O papel do cérebro no climatério
É comum associar o climatério ao envelhecimento dos ovários e ao fim da vida reprodutiva.
Mais do que um fenômeno isolado dos órgãos reprodutivos, porém, investigações recentes mostram que esse período de transição é um processo neuroendócrino complexo e gradual, mediado pelo cérebro e pelo hipotálamo.
Por meio do chamado eixo hipotálamo-hipófise-ovário, o hipotálamo estimula a liberação de hormônios que regulam o ciclo menstrual, mas também influenciam uma série de outras funções vitais, como sono, libido, apetite, temperatura corporal e certos processos cognitivos.
“Muitos sintomas da menopausa, como ondas de calor, suores noturnos, ansiedade, depressão, insônia, confusão mental e episódios de perda de memória, originam-se no cérebro e não nos ovários, o que os converte em sintomas neurológicos. Mas essa perspectiva muitas vezes é esquecida”, explica a neurocientista Lisa Mosconi, autora de O Cérebro e a Menopausa (Harper Collins, 2024).

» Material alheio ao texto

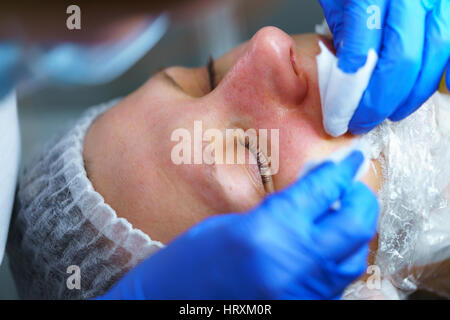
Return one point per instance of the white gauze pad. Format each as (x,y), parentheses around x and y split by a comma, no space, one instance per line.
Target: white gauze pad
(341,92)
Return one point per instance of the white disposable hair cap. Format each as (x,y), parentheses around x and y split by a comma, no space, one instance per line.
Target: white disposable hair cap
(62,224)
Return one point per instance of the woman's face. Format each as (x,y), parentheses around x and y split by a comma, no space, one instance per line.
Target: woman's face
(268,83)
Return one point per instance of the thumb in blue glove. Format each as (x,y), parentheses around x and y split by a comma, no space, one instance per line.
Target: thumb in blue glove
(292,246)
(412,60)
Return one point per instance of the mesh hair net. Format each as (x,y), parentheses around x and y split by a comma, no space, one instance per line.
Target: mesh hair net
(61,221)
(414,226)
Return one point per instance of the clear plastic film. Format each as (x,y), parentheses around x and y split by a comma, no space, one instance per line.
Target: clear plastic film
(414,226)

Durante o climatério, a oscilação e queda gradual de hormônios como o estrogênio e a progesterona afetam os ovários e diversos outros âmbitos, além de regiões do cérebro envolvidas em memória, bem-estar, processamento de informações e regulação emocional.

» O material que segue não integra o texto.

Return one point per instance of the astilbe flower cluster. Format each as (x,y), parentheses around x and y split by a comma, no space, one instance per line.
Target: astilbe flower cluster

Do ponto de vista cognitivo, o resultado é o que se conhece como nevoeiro cerebral, névoa mental ou brain fog, “uma condição comumente referida por mulheres durante o climatério para descrever problemas de memória, concentração e foco”, de acordo com o site da Clínica Mayo.
‘O cérebro encolhe, mas fica mais eficiente’
Segundo Mosconi, ao longo do climatério se observa uma mudança na estrutura e funcionamento do cérebro da mulher, com encolhimento e alteração de foco das áreas mais ativas, sobretudo as relacionadas à cognição e ao comportamento social.
Essa reconfiguração cerebral, atualmente em estudo, pode ser similar à que ocorre em dois outros (bem melhor documentados) momentos de mudança hormonal feminina: a adolescência e a gravidez.
Segundo Mosconi, o que parece uma limitação pode ser, na verdade, um fenômeno de acomodação natural e desejável, que traz dinâmica adaptativa para novas etapas.
“Os cérebros das mulheres se tornam menores, mas mais eficientes. Temos razões para acreditar que uma melhoria semelhante também ocorre com a perimenopausa”, diz.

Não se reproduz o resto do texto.